A Unified Algebraic Framework for Subspace Pruning in Koopman Operator Approximation via Principal Vectors

TL;DR

This paper introduces an algebraic framework for subspace pruning in Koopman operator approximation, improving accuracy and scalability by leveraging principal vectors and efficient numerical updates.

Contribution

It presents a unified algebraic approach to subspace pruning, establishing equivalence with existing methods and enhancing computational efficiency.

Findings

The framework effectively minimizes subspace approximation errors.

The numerical scheme reduces computational complexity significantly.

Numerical simulations demonstrate the approach's effectiveness.

Abstract

Finite-dimensional approximations of the Koopman operator rely critically on identifying nearly invariant subspaces.

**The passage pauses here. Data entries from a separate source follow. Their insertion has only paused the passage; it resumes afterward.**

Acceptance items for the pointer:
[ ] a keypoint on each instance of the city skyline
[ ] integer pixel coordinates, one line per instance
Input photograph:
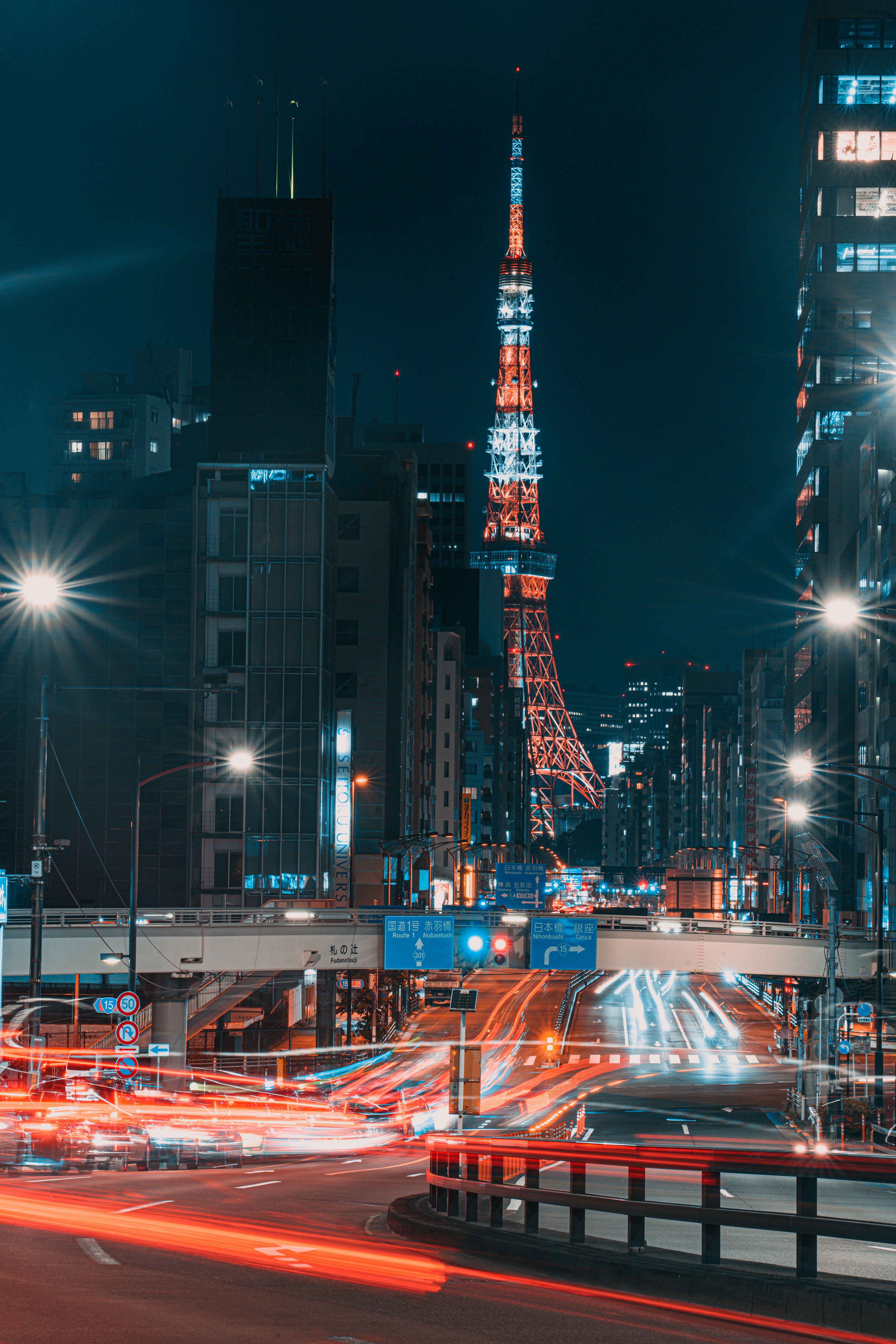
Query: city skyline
(131, 280)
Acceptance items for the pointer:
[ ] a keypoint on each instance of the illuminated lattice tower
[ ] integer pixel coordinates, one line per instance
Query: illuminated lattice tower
(515, 542)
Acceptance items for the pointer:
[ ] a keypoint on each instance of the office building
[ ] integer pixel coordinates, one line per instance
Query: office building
(597, 717)
(109, 432)
(444, 478)
(273, 339)
(652, 697)
(381, 651)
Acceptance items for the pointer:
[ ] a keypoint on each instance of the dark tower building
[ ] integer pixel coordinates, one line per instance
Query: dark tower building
(273, 337)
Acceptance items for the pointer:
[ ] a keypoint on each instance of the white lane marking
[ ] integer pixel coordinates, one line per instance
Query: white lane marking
(94, 1250)
(132, 1209)
(516, 1203)
(680, 1027)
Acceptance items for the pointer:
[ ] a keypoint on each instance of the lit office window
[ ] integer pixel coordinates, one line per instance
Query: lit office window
(847, 148)
(868, 146)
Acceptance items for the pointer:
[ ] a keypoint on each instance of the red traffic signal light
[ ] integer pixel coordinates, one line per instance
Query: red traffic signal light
(500, 948)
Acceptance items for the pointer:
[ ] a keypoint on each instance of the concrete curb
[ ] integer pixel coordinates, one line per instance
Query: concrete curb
(843, 1304)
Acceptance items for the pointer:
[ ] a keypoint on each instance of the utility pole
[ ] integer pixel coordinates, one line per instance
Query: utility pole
(39, 847)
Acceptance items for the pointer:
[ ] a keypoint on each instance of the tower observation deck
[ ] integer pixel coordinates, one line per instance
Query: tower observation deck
(515, 543)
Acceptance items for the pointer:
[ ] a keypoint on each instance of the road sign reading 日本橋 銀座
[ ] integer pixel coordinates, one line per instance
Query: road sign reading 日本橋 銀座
(564, 944)
(418, 943)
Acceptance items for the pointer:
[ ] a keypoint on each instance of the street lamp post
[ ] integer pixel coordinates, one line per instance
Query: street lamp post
(802, 769)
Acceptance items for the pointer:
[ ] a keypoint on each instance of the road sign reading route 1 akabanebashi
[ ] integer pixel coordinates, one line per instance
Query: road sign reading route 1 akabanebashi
(418, 943)
(557, 944)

This invariance proximity can be rigorously quantified via the principal angles between a candidate subspace and its image under the operator. To systematically minimize this error, we propose an algebraic framework for subspace pruning utilizing principal vectors. We establish the equivalence of this approach to existing consistency-based methods while providing a foundation for broader generalizations. To ensure scalability, we introduce an efficient numerical update scheme based on rank-one modifications, reducing the computational complexity of tracking principal angles by an order of magnitude. Finally, we demonstrate the effectiveness of our framework through numerical simulations.